プラットフォーム・エンジニアリングは、労働文化と生産性を改善し、収益にプラスの影響を与えるための、幅広い分野を融合するアプローチと捉えるべきものです。ビジネスの観点から見ると、プラットフォームエンジニアリングのプログラムは、アプリケーションの市場投入を効率化し、運用を最適化し、アプリケーションの開発、デプロイ、管理、保守の効率を向上させます。文化的な観点から見ると、プラットフォーム・エンジニアリングは、開発者に対してその仕事の中で最も重要な部分に集中するために必要なツールとサポートを提供することで、チーム間のコラボレーションを向上させ、認知負荷を軽減することを目的としています。
プラットフォーム・エンジニアリングの役割とは
プラットフォーム・エンジニアリングの役割は、一貫性と効率性を促進することで組織にメリットをもたらすことです。チーム間の連携を促進し、チーム間のコラボレーションを効率化することで、新しいチームメンバーの学習を容易にします。プラットフォーム・エンジニアリングは特定の職務内容を指す場合もありますが、個人のグループがチームのイニシアチブとして取り組む分野や手法を指す場合もあります。
プラットフォーム・エンジニアリングの根本的な目的は、管理タスクに必要とされる時間を削減することです。管理タスクは開発者の生産性を妨げ、アプリケーションライフサイクルにおいてボトルネックを生み出す可能性があります。
プラットフォームエンジニアが開発者を導く方法
プラットフォームエンジニアとプラットフォーム・エンジニアリング・チームは、インフラストラクチャの管理に責任を負い、また開発者のニーズに対応できるように設計されたワークフロー (「ゴールデンパス」とも呼ばれる) を通じて開発者を導く一連のツールの作成を担います。

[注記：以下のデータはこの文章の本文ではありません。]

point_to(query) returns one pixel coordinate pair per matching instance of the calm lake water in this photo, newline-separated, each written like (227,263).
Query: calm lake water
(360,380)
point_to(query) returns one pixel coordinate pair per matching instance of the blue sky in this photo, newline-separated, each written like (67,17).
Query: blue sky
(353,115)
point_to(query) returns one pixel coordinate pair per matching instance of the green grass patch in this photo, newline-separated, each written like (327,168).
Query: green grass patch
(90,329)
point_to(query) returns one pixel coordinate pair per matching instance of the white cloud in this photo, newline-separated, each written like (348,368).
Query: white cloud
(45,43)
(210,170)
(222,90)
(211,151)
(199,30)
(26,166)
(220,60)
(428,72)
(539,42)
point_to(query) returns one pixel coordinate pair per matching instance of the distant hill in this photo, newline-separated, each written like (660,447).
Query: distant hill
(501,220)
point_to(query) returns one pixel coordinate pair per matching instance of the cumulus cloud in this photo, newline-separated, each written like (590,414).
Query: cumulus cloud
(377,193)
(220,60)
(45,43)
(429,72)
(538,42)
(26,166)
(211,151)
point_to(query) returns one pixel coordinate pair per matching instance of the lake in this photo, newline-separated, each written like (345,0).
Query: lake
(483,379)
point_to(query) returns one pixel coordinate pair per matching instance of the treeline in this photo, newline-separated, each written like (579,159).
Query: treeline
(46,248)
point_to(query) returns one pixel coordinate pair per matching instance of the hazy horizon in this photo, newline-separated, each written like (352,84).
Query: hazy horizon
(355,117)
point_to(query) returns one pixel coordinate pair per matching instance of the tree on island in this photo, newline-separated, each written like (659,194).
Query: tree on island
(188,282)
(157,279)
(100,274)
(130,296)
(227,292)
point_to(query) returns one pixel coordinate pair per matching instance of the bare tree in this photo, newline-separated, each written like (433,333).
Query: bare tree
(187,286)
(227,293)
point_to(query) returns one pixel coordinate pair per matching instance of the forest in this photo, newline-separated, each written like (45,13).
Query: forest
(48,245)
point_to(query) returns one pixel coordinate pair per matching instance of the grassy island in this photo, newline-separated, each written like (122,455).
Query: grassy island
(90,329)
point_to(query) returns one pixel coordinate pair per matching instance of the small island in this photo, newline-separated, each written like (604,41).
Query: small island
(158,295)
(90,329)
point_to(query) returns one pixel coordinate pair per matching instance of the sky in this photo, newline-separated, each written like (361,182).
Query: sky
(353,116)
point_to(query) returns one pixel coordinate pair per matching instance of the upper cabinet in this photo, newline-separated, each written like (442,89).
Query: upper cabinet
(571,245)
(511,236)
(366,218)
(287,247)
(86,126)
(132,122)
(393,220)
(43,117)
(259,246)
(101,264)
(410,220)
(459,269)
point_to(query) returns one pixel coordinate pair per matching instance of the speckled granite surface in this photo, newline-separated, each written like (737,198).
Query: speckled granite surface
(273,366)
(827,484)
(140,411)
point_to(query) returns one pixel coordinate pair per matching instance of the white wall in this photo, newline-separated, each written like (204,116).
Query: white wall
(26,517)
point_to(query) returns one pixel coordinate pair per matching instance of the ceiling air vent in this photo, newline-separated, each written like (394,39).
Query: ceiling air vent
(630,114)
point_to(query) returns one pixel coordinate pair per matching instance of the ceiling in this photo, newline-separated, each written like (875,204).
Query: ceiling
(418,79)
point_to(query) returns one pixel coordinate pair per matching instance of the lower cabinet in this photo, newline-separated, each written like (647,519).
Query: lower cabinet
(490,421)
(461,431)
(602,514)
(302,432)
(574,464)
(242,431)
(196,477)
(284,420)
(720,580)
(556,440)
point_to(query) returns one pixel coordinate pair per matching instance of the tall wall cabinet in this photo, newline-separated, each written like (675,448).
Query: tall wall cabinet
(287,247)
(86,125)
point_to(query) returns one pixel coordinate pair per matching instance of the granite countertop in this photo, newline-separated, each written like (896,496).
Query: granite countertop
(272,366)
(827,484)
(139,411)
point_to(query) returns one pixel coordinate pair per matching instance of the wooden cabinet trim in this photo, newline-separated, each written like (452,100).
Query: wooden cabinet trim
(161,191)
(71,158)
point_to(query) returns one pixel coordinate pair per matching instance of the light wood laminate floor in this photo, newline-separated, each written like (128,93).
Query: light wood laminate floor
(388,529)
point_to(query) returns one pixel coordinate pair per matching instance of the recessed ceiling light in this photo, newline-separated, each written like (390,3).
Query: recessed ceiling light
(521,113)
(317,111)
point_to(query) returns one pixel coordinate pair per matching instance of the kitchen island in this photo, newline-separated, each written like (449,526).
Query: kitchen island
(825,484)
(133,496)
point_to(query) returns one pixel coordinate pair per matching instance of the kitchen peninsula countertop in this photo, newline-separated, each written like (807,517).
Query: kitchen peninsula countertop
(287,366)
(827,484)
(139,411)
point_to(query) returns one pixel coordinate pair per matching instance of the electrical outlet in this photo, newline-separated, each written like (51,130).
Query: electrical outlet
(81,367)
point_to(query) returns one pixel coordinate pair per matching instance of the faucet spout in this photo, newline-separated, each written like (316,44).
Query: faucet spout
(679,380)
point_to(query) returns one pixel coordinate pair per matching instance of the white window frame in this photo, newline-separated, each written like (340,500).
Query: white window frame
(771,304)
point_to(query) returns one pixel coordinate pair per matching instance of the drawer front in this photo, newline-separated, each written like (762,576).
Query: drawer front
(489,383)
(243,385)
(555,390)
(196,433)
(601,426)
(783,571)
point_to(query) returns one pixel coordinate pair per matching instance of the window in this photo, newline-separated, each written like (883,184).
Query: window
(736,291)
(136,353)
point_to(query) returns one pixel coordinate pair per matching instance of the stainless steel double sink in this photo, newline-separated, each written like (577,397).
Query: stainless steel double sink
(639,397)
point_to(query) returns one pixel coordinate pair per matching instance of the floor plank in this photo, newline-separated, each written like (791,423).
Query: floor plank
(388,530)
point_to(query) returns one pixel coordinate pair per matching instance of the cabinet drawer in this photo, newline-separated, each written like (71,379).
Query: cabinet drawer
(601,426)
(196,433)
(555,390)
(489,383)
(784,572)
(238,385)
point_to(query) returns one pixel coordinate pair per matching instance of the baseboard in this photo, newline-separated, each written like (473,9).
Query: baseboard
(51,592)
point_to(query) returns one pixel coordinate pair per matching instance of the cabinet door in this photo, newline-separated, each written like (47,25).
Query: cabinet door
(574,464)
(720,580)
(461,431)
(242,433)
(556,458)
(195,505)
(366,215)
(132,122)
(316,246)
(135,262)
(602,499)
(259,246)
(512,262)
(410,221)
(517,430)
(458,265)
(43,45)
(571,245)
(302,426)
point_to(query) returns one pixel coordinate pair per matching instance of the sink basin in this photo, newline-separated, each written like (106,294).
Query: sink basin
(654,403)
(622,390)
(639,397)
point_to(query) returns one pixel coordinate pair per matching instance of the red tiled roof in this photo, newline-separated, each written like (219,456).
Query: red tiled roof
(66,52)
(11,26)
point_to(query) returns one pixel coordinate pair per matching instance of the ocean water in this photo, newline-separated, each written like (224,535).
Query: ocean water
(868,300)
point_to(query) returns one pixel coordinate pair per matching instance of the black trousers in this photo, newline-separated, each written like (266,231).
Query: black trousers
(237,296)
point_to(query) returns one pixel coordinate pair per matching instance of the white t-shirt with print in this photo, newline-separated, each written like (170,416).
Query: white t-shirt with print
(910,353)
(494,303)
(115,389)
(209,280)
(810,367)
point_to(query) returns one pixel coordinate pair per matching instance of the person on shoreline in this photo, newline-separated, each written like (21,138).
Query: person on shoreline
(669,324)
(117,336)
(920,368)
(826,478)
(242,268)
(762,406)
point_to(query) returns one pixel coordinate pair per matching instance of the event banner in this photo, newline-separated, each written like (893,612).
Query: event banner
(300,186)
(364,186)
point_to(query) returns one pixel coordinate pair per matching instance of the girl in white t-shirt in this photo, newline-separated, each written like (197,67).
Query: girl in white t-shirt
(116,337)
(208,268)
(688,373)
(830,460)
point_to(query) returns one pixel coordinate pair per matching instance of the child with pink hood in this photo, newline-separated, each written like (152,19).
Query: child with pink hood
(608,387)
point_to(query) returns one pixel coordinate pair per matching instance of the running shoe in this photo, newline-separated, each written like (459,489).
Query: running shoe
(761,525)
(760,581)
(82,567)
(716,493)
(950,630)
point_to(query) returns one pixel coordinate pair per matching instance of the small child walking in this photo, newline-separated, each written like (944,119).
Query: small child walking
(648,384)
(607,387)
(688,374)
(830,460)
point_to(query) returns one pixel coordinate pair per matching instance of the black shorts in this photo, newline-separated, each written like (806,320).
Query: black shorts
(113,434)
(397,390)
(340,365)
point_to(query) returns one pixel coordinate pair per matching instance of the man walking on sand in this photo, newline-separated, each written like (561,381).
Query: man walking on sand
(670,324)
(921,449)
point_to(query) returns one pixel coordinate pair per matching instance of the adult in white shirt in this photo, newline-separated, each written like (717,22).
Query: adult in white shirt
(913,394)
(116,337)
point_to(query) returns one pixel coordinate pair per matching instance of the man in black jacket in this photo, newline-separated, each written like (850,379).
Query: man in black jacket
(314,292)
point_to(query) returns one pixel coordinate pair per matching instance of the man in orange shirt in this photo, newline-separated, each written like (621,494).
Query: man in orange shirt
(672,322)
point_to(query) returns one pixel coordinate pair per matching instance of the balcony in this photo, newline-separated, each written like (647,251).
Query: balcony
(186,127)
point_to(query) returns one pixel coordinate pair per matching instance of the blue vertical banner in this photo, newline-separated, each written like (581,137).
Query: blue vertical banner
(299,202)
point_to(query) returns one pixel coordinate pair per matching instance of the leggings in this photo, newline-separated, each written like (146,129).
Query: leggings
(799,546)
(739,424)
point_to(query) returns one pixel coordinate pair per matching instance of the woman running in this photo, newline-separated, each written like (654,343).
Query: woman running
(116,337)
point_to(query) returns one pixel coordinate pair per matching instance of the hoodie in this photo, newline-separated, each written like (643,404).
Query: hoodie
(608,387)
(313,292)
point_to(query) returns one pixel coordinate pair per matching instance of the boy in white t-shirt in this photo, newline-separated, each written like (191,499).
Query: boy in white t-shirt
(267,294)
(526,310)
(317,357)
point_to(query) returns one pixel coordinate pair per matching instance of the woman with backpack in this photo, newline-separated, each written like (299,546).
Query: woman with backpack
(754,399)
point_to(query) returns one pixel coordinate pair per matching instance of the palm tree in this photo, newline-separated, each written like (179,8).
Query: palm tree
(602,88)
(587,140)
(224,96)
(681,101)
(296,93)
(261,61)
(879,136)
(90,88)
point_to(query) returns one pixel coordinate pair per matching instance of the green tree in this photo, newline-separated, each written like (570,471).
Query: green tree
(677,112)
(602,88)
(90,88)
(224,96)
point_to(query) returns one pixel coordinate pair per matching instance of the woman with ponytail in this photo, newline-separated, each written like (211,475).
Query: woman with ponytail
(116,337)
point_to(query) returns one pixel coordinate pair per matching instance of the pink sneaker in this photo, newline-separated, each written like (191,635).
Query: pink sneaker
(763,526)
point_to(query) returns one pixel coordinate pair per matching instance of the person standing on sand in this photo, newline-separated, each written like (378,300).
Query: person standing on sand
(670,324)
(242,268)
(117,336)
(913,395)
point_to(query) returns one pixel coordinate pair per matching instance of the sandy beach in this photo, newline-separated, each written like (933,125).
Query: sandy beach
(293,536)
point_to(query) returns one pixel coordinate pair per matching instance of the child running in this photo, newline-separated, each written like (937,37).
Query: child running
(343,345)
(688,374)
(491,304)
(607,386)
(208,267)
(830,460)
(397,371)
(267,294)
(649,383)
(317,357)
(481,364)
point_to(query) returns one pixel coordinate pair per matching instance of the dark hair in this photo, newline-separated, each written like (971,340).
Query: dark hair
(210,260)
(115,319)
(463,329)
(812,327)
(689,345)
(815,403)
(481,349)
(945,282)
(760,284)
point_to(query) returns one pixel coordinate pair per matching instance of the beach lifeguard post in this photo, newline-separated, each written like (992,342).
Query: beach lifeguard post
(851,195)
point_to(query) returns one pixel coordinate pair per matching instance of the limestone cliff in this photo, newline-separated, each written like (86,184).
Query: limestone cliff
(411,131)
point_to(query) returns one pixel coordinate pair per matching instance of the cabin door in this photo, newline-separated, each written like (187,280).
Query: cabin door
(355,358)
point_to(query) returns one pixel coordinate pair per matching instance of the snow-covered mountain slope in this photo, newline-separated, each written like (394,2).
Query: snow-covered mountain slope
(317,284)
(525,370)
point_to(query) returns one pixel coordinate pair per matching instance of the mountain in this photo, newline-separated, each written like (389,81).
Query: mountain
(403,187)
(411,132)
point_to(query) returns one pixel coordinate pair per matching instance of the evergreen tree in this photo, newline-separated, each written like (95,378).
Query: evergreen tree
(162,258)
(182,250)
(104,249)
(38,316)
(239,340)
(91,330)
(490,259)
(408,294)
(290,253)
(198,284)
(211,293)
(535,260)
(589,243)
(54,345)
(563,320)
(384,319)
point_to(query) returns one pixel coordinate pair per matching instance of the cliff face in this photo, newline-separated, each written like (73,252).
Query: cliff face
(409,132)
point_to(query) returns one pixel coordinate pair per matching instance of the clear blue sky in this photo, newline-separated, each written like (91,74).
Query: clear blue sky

プラットフォームエンジニアが厳選した、カスタマイズされたツールとプロセスのセットにより、セルフサービス機能や、ソフトウェア開発者を支援する自動化されたインフラストラクチャが実現し、組織固有のニーズが満たされます。 この適応性により、開発者は画一的なソリューションに縛られることなく、プロジェクト要件に最適なツールを使って作業することができます。同時に、これによって開発者が新たなスキルセットを習得して余分な作業を行う必要性が減り、最も得意とする作業である「コード」に集中できるようになります。
また、プラットフォーム・エンジニアリング・チームは堅牢なガバナンスフレームワークを導入し、すべての環境にわたってリソース、セキュリティ、コンプライアンスの制御性を維持できるようにします。これにはパフォーマンスを監視し、コストを追跡し、潜在的なリスクや脆弱性を特定するためのより実践的な方法が提供されるという追加のメリットもあります。
プラットフォーム・エンジニアリングの舞台裏(動画の再生時間:2:31)
アプリケーション・プラットフォームとは
内部開発者向けプラットフォームとは
内部開発者向けプラットフォーム (IDP) とは、開発者がアプリケーションのライフサイクル全体を通じてコードを作成、デプロイ、保守するために必要な、標準化されたセルフサービスツールとテクノロジーのセットです。IDP に統合されたツールチェーンは、より優れた生産的なワークフローを開発者に提供します。これらのツールチェーンはセキュリティやスケーラビリティなどの要素に重点を置き、組織が最終的により多くの顧客価値を生み出すのに役立ちます。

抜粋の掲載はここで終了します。